O.k. Merci Pax pour le message.
Il ne s'agit pas d'aigreur ou de frustration, mais de rigueur.
Ce serait votre désir, la rigueur. Et vous avez une petite crainte que l'enseignement de l'Église soit édulcoré. Par contraste, vous avez peut-être vu comment Kerniou remarquait que tout n'était pas nécessairement conforme à l'enseignement de l'Église et dans ce qu'Axou nous livrait à chaud.
Quand on réagit on réagit ... Pour la réaction cf. "Je vous laisse votre Dieu sado-masochiste! ...!"
Il est une chose de douter du bien fondé du culte marial (et je n'ai pas encore dépassé ce stade personnellement) et une autre de professer que ce culte est une erreur. Il est encore autre chose de vanter les mérites du péché ! (car il s'agissait de cela).
Je vous accorde qu'Axou semblait "presque" nier la notion de péché en lien avec la sexualité.

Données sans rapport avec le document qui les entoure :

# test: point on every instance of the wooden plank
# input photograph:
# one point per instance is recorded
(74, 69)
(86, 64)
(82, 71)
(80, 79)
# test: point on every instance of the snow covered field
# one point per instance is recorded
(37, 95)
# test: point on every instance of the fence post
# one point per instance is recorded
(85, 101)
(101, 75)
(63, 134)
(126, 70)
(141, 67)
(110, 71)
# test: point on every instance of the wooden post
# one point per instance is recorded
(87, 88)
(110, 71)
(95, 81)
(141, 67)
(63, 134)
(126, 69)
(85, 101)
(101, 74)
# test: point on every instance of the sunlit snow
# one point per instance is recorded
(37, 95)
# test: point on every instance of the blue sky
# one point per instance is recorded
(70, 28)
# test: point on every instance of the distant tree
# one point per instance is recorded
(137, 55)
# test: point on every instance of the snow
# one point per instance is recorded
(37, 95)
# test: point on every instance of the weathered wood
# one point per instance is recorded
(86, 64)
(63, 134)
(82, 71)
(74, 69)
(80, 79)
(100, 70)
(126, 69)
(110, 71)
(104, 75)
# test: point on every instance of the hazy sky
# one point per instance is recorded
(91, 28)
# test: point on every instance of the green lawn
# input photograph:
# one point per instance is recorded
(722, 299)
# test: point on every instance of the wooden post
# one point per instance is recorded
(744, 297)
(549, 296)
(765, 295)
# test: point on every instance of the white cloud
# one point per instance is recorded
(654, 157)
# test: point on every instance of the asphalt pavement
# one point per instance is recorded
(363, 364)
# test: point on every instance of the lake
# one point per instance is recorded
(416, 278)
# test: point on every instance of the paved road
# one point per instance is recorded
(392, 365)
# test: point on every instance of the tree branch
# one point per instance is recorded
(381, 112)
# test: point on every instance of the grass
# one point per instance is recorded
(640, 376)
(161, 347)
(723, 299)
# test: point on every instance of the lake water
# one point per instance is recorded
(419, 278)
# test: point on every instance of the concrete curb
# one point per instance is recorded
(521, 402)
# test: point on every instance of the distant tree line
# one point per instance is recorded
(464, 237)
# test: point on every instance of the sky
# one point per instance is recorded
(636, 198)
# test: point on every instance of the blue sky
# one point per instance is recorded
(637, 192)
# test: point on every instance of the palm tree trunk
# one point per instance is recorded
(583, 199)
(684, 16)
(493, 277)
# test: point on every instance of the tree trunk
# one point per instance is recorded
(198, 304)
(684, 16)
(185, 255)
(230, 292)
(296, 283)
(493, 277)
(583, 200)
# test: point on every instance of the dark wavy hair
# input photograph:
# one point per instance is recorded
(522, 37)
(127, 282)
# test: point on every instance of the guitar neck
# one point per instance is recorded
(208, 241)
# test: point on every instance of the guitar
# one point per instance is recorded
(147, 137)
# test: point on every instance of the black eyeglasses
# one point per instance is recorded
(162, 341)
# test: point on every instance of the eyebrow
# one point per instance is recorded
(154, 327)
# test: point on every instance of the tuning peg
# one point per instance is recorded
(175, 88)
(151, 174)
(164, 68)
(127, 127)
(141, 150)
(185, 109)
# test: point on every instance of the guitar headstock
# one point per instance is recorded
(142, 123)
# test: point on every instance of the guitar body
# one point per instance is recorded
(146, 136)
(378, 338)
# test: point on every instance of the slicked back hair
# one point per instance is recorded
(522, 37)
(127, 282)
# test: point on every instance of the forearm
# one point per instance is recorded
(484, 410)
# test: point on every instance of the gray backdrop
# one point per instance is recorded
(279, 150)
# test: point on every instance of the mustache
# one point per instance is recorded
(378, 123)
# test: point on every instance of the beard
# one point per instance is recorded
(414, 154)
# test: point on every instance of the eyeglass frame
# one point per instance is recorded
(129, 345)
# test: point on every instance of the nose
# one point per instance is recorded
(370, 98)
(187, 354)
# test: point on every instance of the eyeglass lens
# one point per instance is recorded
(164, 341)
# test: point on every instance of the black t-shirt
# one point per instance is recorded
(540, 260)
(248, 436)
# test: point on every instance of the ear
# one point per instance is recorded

Peut-être au sens où "lorsque j'aurais le coeur pur, le péché de chair ne devrait être qu'une faute très marginale."
Donc, nous aurions ici une chose facilement pardonnable, surtout si le fait de se contraindre sévèrement au plan émotivo-corporel devrait entraîner une chute dans des péchés plus graves. Que préfère-t-on? Une petite incartade nous autorisant le partage d'un beau moment de tendresse qui soit comblant pour le corps et l'âme, ou bien faire grise mine à tous, pour déprimer, perdre son estime de soi, perdre tout envie de poursuivre la lutte sur des tas de fronts certainement méritoires? Est-ce mieux de se suicider?
- Et vous, docteur?
Moi, je croirais qu'il y a du vrai dans ce que tout le monde dit par-ici. Il y a du vrai dans ce que vous pouvez faire remarquer, Pax, dans ce que dit Axou également. C'est vrai que le péché reste le péché et qu'on ne peut appeler bien ce qui serait pas bien. Il est vrai aussi que le péché de chair n'est pas la fin du monde. C'est vrai qu'Il peut y avoir un sérieux déséquilibre à devenir obsédé par le sexe (même négativement) et qu'une certaine façon de penser combattre le vice pourrait être stérile voire néfaste. Ce n'est pas un tort que d'avoir confiance en Dieu et comme Axou le mentionnait dans le même message.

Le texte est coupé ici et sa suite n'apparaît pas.